The number of countries quietly lining up to put Bitcoin on their national balance sheets may be larger than almost anyone realized. John D’Agostino, Head of Institutional Strategy at Coinbase, told CNBC on June 30, 2026 that over 40 countries have expressed intent to acquire Bitcoin as a sovereign reserve asset.
Right now, the list of nations with publicly confirmed Bitcoin holdings is essentially two: El Salvador, which made Bitcoin legal tender in 2021, and Bhutan, which has mined Bitcoin at a state level. Forty countries would represent a fundamental shift in how governments think about the asset.
What D’Agostino actually said
D’Agostino did not name the countries. He did not provide acquisition volumes or timelines. What he offered was a characterization of sovereign intent, drawn from Coinbase’s institutional relationships.
The caveat matters. “Expressed intent” and “signed purchase order” are very different things. Some of the 40 nations may be in early feasibility discussions. Others may be further along. Without specifics, it is impossible to know how committed each country actually is, or what scale of acquisition they are considering.
The U.S. set the template
The backdrop for all of this is the US Strategic Bitcoin Reserve, established on March 6, 2025, under the Trump administration.

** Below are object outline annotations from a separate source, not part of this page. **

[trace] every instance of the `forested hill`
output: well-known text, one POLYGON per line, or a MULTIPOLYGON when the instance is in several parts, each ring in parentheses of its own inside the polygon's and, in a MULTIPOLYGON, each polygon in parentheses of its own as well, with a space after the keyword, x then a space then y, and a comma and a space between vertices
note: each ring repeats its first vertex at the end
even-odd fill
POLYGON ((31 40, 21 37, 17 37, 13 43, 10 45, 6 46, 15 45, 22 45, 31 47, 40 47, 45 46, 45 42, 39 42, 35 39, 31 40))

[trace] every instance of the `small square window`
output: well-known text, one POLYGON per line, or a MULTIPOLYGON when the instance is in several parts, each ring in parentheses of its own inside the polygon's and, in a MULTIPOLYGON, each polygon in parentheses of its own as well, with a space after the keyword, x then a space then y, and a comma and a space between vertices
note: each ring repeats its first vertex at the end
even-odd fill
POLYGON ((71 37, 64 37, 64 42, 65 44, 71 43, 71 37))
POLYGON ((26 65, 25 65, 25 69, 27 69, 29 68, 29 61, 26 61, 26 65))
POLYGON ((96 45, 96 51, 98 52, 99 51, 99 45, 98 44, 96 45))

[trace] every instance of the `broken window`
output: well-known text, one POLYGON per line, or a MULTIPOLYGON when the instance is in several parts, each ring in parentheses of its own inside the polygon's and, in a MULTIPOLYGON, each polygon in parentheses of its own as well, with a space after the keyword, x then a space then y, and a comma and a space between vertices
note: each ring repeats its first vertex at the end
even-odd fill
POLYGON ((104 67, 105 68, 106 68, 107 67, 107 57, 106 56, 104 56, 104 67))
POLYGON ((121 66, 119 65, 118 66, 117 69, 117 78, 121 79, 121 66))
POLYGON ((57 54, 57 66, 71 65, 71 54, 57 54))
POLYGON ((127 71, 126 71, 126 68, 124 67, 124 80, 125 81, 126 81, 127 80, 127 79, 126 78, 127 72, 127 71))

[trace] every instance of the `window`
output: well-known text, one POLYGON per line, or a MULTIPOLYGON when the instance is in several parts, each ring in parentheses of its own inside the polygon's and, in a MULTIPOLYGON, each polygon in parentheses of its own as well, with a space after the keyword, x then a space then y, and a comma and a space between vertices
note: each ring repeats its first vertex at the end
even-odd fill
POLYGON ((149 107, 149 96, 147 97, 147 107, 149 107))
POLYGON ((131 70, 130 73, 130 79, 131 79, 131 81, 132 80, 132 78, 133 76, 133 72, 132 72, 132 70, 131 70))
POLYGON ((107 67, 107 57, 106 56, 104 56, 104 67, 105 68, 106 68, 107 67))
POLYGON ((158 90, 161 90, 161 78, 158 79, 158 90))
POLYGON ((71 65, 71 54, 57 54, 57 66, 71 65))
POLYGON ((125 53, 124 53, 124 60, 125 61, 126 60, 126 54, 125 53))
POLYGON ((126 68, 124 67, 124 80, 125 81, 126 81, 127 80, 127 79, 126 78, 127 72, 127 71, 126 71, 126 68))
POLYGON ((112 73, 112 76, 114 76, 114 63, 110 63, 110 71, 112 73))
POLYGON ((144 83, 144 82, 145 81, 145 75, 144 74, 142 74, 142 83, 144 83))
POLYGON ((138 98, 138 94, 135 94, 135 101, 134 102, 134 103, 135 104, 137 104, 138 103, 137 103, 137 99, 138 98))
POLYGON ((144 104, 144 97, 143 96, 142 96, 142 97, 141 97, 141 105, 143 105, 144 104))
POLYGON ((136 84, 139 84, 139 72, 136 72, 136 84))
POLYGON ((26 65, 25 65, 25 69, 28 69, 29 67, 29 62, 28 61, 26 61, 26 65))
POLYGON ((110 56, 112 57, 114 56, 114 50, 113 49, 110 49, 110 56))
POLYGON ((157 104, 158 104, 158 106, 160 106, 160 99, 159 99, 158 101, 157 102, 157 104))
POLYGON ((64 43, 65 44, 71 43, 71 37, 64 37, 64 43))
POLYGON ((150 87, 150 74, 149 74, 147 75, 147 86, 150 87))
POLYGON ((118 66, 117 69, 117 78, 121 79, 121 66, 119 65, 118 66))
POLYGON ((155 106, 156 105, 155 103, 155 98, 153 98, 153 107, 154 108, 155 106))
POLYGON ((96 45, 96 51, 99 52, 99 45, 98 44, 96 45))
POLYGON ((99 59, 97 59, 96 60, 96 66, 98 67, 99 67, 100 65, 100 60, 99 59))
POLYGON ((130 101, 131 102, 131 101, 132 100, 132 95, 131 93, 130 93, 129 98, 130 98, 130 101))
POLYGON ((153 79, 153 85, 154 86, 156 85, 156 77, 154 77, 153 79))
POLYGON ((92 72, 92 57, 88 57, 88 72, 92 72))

The reserve was seeded with Bitcoin seized through law enforcement actions, and as of early 2026, it held approximately 328,000 BTC, making the US government one of the largest single holders of Bitcoin on the planet.
There is also an accounting dimension complicating the picture. Bitcoin is currently classified on sovereign balance sheets as a nonproduced nonfinancial asset, a category that sits somewhat awkwardly next to gold and foreign currency reserves. How central banks and finance ministries ultimately categorize and report Bitcoin holdings will shape how aggressively they pursue them, since accounting treatment affects everything from reserve adequacy ratios to IMF reporting obligations.